De Guiche baissa la tête.

— Seulement, continua de Wardes triomphant, était-ce bien la peine, dites-moi, de me jeter encore sur les bras cette mauvaise affaire de Bragelonne ; prenez garde, mon cher ami, en acculant le sanglier, on l’enrage ; en forçant le renard, on lui donne la férocité du jaguar. Il en résulte que, mis aux abois par vous, je me défends jusqu’à la mort.

— C’est votre droit.

— Oui, mais, prenez garde, je ferai bien du mal ; ainsi, pour commencer, vous devinez bien, n’est-ce pas, que je n’ai point fait la sottise de cadenasser mon secret, ou plutôt votre secret dans mon cœur ? Il y a un ami, un ami spirituel, vous le connaissez, qui est entré en participation de mon secret ; ainsi, comprenez bien que, si vous me tuez, ma mort n’aura pas servi à grand’chose ; tandis qu’au contraire, si je vous tue, dame ! tout est possible, vous comprenez.

De Guiche frissonna.

— Si je vous tue, continua de Wardes, vous aurez attaché à Madame deux ennemis qui travailleront à qui mieux mieux à la ruiner.

— Oh ! Monsieur, s’écria de Guiche furieux, ne comptez pas ainsi sur ma mort ; de ces deux ennemis, j’espère bien tuer l’un tout de suite, et l’autre à la première occasion.

De Wardes ne répondit que par un éclat de rire tellement diabolique, qu’un homme superstitieux s’en fût effrayé.

Mais de Guiche n’était point impressionnable à ce point.

— Je crois, dit-il, que tout est réglé, monsieur de Wardes ; ainsi, prenez du champ, je vous prie, à moins que vous ne préfériez que ce soit moi.

— Non pas, dit de Wardes, enchanté de vous épargner une peine.

Et, mettant son cheval au galop, il traversa la clairière dans toute son étendue, et alla prendre son poste au point de la circonférence du carrefour qui faisait face à celui où de Guiche s’était arrêté.

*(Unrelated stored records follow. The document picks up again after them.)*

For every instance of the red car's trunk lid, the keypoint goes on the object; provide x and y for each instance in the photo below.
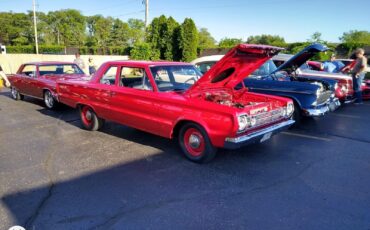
(237, 64)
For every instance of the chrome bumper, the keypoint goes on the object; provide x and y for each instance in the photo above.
(334, 104)
(317, 111)
(258, 136)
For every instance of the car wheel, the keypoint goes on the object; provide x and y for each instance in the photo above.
(15, 94)
(49, 100)
(90, 120)
(195, 143)
(297, 115)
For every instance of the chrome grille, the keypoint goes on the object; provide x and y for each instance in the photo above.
(323, 97)
(269, 117)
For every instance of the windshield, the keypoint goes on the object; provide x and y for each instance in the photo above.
(264, 70)
(60, 69)
(175, 77)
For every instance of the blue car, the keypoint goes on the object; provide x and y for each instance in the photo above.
(312, 96)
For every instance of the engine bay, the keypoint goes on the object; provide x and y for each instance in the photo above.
(232, 99)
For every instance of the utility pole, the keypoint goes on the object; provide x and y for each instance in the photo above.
(146, 12)
(35, 26)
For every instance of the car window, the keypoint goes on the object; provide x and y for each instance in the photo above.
(109, 77)
(60, 69)
(136, 78)
(175, 77)
(264, 70)
(204, 66)
(29, 70)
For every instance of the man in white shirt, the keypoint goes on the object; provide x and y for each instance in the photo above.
(3, 77)
(78, 61)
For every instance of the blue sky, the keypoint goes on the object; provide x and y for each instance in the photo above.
(295, 20)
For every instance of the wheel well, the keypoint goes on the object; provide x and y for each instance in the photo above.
(176, 129)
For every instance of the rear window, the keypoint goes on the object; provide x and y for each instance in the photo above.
(60, 69)
(223, 75)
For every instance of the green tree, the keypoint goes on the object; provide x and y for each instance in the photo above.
(100, 29)
(229, 42)
(316, 38)
(16, 29)
(136, 30)
(120, 34)
(189, 40)
(143, 51)
(71, 25)
(205, 39)
(356, 37)
(163, 34)
(266, 39)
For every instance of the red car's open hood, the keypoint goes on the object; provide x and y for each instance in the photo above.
(63, 76)
(236, 65)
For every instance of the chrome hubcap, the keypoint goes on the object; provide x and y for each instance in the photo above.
(14, 93)
(49, 101)
(88, 115)
(194, 141)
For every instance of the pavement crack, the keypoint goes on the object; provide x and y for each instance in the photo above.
(51, 185)
(285, 180)
(334, 135)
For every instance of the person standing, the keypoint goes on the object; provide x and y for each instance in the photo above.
(78, 61)
(3, 77)
(92, 66)
(358, 74)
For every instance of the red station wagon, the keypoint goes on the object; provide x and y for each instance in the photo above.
(38, 80)
(171, 100)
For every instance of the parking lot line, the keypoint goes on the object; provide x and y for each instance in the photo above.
(306, 136)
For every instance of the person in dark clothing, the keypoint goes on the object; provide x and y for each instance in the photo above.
(358, 74)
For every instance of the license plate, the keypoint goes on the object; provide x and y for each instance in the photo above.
(266, 137)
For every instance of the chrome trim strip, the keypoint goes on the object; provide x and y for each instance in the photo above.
(317, 111)
(259, 132)
(31, 96)
(283, 91)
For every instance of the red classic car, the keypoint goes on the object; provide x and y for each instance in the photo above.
(366, 90)
(167, 99)
(38, 80)
(298, 66)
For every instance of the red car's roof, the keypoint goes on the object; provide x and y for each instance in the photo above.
(48, 63)
(147, 63)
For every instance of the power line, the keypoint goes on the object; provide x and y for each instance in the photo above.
(114, 6)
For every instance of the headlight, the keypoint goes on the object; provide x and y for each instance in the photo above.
(289, 109)
(243, 122)
(318, 92)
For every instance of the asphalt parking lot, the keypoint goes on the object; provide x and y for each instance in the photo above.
(55, 175)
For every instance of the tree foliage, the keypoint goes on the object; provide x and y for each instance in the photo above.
(229, 42)
(205, 39)
(143, 51)
(267, 39)
(189, 40)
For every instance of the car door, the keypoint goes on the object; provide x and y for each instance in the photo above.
(36, 84)
(100, 94)
(27, 74)
(133, 99)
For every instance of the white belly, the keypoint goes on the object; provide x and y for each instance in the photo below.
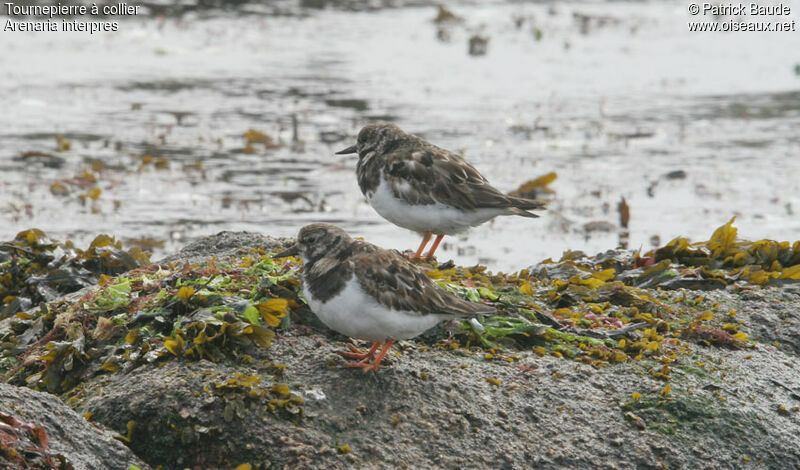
(355, 314)
(437, 218)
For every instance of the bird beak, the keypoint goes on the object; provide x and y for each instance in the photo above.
(348, 150)
(291, 251)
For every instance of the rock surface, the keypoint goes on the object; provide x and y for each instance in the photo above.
(83, 445)
(436, 406)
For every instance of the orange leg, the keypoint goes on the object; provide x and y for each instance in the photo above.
(356, 353)
(434, 246)
(364, 364)
(425, 239)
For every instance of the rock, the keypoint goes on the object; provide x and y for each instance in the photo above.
(81, 444)
(434, 407)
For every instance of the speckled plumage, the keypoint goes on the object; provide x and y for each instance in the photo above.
(388, 297)
(422, 176)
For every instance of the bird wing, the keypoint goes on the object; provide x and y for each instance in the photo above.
(424, 174)
(396, 283)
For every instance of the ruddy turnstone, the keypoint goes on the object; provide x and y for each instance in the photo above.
(419, 186)
(366, 292)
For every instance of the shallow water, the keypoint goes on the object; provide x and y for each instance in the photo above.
(611, 105)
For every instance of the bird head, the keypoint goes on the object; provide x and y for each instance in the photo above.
(378, 137)
(317, 240)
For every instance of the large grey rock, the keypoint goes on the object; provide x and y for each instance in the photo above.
(84, 445)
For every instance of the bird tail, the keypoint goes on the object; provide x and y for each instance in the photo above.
(521, 206)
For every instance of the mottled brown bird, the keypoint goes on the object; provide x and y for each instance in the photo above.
(419, 186)
(366, 292)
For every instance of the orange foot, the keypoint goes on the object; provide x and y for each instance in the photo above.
(425, 239)
(435, 245)
(355, 353)
(365, 364)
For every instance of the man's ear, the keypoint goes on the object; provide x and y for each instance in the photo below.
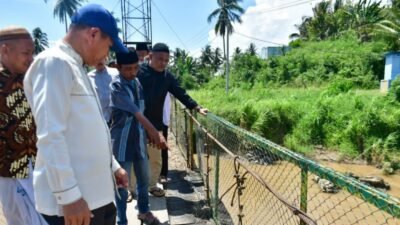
(94, 33)
(4, 49)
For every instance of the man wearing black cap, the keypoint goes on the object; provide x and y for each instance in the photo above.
(156, 82)
(143, 51)
(128, 136)
(75, 167)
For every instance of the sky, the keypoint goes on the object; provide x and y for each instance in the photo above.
(179, 23)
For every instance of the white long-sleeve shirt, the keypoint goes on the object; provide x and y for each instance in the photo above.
(101, 81)
(74, 157)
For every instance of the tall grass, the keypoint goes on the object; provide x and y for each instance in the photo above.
(356, 123)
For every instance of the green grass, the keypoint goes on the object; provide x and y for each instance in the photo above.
(356, 123)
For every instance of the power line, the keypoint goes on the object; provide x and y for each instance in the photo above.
(201, 32)
(170, 27)
(208, 43)
(283, 6)
(258, 39)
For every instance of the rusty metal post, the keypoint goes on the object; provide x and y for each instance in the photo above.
(191, 143)
(208, 169)
(303, 192)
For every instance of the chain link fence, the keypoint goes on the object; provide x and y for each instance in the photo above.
(250, 180)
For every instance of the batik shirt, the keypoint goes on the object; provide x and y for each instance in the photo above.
(127, 134)
(17, 128)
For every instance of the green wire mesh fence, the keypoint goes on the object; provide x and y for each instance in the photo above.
(250, 180)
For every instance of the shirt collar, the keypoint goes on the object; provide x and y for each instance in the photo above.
(70, 51)
(125, 81)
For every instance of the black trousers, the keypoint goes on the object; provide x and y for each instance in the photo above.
(102, 216)
(164, 155)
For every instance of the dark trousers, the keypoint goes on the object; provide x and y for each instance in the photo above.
(102, 216)
(164, 154)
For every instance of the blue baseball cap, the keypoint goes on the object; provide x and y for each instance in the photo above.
(95, 15)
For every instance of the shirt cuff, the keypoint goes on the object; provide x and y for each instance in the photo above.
(115, 165)
(68, 196)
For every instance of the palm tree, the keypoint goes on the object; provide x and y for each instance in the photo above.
(216, 59)
(252, 50)
(367, 17)
(206, 56)
(228, 12)
(389, 28)
(40, 40)
(64, 8)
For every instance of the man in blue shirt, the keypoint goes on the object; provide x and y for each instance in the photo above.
(128, 135)
(157, 82)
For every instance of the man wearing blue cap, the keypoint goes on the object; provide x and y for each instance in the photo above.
(75, 168)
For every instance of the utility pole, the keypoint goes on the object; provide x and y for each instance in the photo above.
(136, 22)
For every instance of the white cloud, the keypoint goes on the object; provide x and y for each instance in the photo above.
(264, 21)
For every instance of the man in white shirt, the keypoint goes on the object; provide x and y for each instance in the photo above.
(75, 169)
(101, 78)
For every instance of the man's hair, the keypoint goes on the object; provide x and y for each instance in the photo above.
(160, 47)
(79, 27)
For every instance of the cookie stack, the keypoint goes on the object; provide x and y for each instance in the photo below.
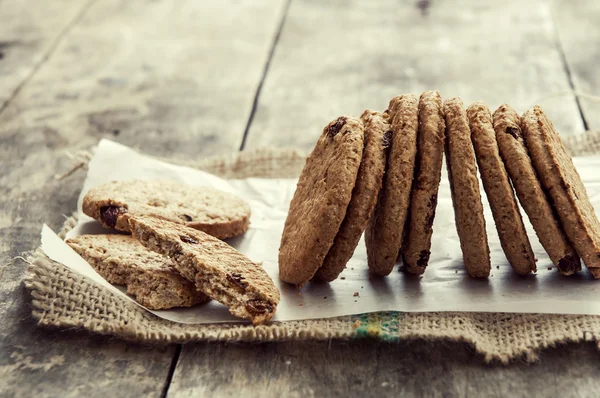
(172, 255)
(380, 174)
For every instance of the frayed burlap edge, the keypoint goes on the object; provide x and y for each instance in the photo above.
(63, 299)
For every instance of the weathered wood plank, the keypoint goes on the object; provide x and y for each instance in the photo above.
(170, 79)
(579, 35)
(338, 58)
(373, 369)
(28, 32)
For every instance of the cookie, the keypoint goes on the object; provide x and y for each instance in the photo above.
(464, 187)
(564, 186)
(532, 196)
(385, 231)
(217, 269)
(322, 196)
(217, 213)
(364, 196)
(148, 276)
(501, 197)
(428, 163)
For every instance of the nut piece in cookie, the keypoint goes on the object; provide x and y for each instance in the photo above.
(529, 190)
(509, 224)
(560, 179)
(148, 276)
(430, 153)
(217, 213)
(364, 196)
(321, 199)
(385, 231)
(464, 186)
(217, 269)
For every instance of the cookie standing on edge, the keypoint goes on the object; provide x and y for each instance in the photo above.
(501, 197)
(560, 179)
(217, 269)
(464, 185)
(385, 231)
(364, 196)
(217, 213)
(149, 277)
(530, 192)
(430, 153)
(322, 196)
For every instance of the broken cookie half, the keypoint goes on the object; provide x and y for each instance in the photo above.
(217, 269)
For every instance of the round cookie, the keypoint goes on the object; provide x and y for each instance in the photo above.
(530, 192)
(322, 196)
(501, 197)
(560, 179)
(217, 213)
(430, 153)
(149, 277)
(385, 231)
(464, 186)
(364, 196)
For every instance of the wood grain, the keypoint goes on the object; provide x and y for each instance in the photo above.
(375, 369)
(577, 27)
(167, 78)
(338, 58)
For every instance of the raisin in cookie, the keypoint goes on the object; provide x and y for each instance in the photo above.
(529, 190)
(217, 213)
(464, 186)
(364, 196)
(217, 269)
(321, 199)
(148, 276)
(430, 154)
(560, 179)
(385, 231)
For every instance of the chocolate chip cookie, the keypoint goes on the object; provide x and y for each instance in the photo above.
(148, 276)
(217, 213)
(364, 196)
(464, 186)
(217, 269)
(321, 199)
(532, 196)
(564, 186)
(429, 159)
(385, 231)
(505, 210)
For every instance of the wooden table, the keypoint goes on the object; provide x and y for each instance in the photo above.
(191, 79)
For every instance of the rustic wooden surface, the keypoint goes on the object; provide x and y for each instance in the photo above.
(192, 78)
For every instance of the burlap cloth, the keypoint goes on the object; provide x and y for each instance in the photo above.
(61, 298)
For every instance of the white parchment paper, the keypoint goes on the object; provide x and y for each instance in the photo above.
(444, 287)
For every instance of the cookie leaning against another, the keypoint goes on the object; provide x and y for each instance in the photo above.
(530, 192)
(217, 269)
(430, 153)
(501, 197)
(464, 186)
(149, 277)
(217, 213)
(320, 201)
(385, 231)
(559, 177)
(364, 196)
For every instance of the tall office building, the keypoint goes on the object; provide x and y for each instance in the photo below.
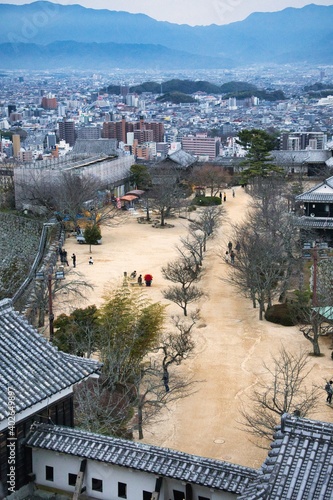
(16, 145)
(201, 145)
(67, 131)
(49, 102)
(145, 131)
(297, 141)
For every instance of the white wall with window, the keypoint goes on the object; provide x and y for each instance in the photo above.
(111, 482)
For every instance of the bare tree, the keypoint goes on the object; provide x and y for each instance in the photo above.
(177, 346)
(137, 356)
(102, 410)
(166, 193)
(62, 192)
(314, 315)
(258, 267)
(213, 177)
(283, 389)
(184, 272)
(150, 393)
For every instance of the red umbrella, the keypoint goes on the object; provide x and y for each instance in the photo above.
(137, 192)
(128, 197)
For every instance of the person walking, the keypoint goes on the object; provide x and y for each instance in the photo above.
(148, 279)
(64, 256)
(329, 392)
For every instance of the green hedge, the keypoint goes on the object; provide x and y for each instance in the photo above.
(207, 201)
(280, 314)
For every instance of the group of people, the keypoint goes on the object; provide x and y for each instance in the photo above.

De Guiche demeura immobile.

À la distance de cent pas à peu près, les deux adversaires étaient absolument invisibles l’un à l’autre, perdus qu’ils étaient dans l’ombre épaisse des ormes et des châtaigniers.

Une minute s’écoula au milieu du plus profond silence.

Au bout de cette minute, chacun, au sein de l’ombre où il était caché, entendit le double cliquetis du chien résonnant dans la batterie.

De Guiche, suivant la tactique ordinaire, mit son cheval au galop, persuadé qu’il trouverait une double garantie de sûreté dans l’ondulation du mouvement et dans la vitesse de la course.

Cette course se dirigea en droite ligne sur le point qu’à son avis devait occuper son adversaire.

À la moitié du chemin, il s’attendait à rencontrer de Wardes : il se trompait.

Il continua sa course, présumant que de Wardes l’attendait immobile.

Mais au deux tiers de la clairière, il vit le carrefour s’illuminer tout à coup, et une balle coupa en sifflant la plume qui s’arrondissait sur son chapeau.

Presque en même temps, et comme si le feu du premier coup eût servi à éclairer l’autre, un second coup retentit, et une seconde balle vint trouer la tête du cheval de de Guiche, un peu au-dessous de l’oreille.

L’animal tomba.

Ces deux coups, venant d’une direction tout opposée à celle dans laquelle il s’attendait à trouver de Wardes, frappèrent de Guiche de surprise ; mais, comme c’était un homme d’un grand sang-froid, il calcula sa chute, mais non pas si bien, cependant, que le bout de sa botte ne se trouvât pris sous son cheval.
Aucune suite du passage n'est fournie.